RFC: Annotate immediates in x86 disassembly
Commit Message
Hi Guys,
Attached is a small potential patch that adds a new target specific
option to the x86 and x86_64 disassemblers: "-M annotate-immediates".
If enabled immediate operands which match a symbol's value will have
the name of that symbol displayed alongside them.
For example, without the new option a line of disassembly might look
like this:
400419: bf 18 30 40 00 mov $0x403018,%edi
whereas with the option enabled it could look like this:
400419: bf 18 30 40 00 mov $0x403018 [func1],%edi
I find this helpful when looking at code that loads function
addresses into registers for example.
What do you think ? Would this be a useful addition to the assembler?
Notes:
* The feature is only enabled when disassembling executables as
the symbolic addresses in object files too often match small
ordinary constants.
* The option parser will accept "-M annotate" or "-M
annotate-immediates" or "-M annotate<anything>". I could make it
more strict, but I was not sure if it was worth it.
I did try to make this a generic option, rather than specific to the
x86/x86_64 architecture, but I quickly ran into problems with how
different ISAs handle the loading of constant values. Still if this
kind of feature is considered useful it could be added to more
backends or a per-architecture basis.
Cheers
Nick
Comments
On Wed, Apr 22, 2026 at 5:02 PM Nick Clifton <nickc@redhat.com> wrote:
>
> Hi Guys,
>
> Attached is a small potential patch that adds a new target specific
> option to the x86 and x86_64 disassemblers: "-M annotate-immediates".
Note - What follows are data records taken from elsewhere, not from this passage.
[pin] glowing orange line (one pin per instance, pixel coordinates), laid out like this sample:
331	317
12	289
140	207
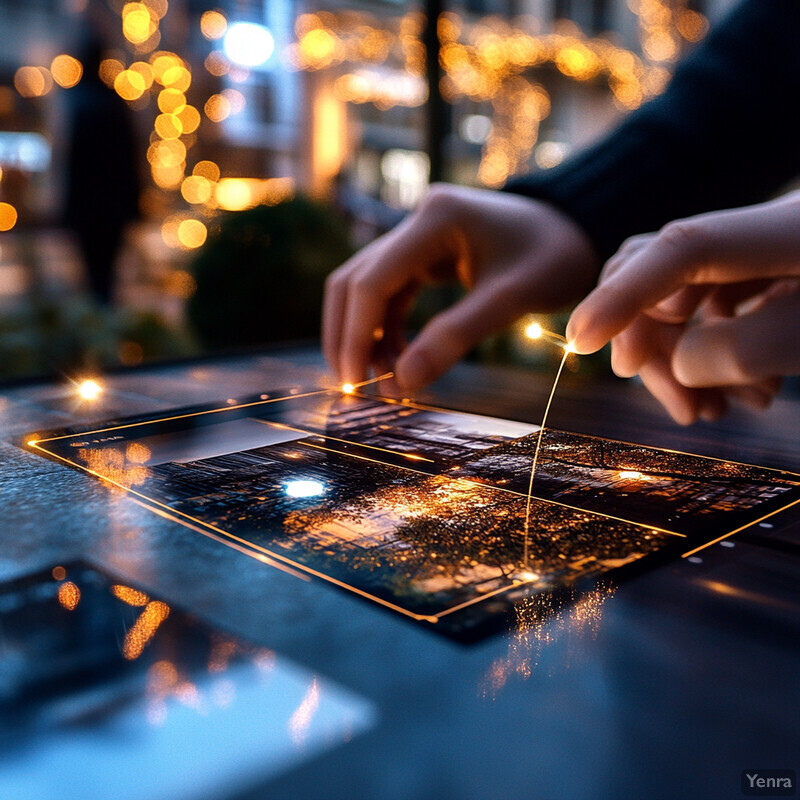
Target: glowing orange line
384	377
264	559
741	528
536	455
483	597
228	535
182	416
343	441
424	407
> If enabled immediate operands which match a symbol's value will have
> the name of that symbol displayed alongside them.
>
> For example, without the new option a line of disassembly might look
> like this:
>
> 400419: bf 18 30 40 00 mov $0x403018,%edi
>
> whereas with the option enabled it could look like this:
>
> 400419: bf 18 30 40 00 mov $0x403018 [func1],%edi
>
> I find this helpful when looking at code that loads function
> addresses into registers for example.
>
> What do you think ? Would this be a useful addition to the assembler?
>
> Notes:
> * The feature is only enabled when disassembling executables as
> the symbolic addresses in object files too often match small
> ordinary constants.
>
> * The option parser will accept "-M annotate" or "-M
> annotate-immediates" or "-M annotate<anything>". I could make it
> more strict, but I was not sure if it was worth it.
>
> I did try to make this a generic option, rather than specific to the
> x86/x86_64 architecture, but I quickly ran into problems with how
> different ISAs handle the loading of constant values. Still if this
> kind of feature is considered useful it could be added to more
> backends or a per-architecture basis.
>
> Cheers
> Nick
>
/* Determine if we can display some more information about this immediate. */
+ if (! annotate_immediates
+ /* Don't bother with xero, even if there is symbol associated
with it. */
zero.
+ /* For the next tests we need a BFD. If we do not have one
then do not proceed. */
+ || ins->info->section == NULL
+ || ins->info->section->owner == NULL
+ /* Save time by avoiding immediates that cannot reference part
of the address space. */
+ || imm < ins->info->section->owner->start_address
+ /* Also skip object files as their symbols have not been resolved. */
+ || (ins->info->section->owner->flags & EXEC_P) == 0)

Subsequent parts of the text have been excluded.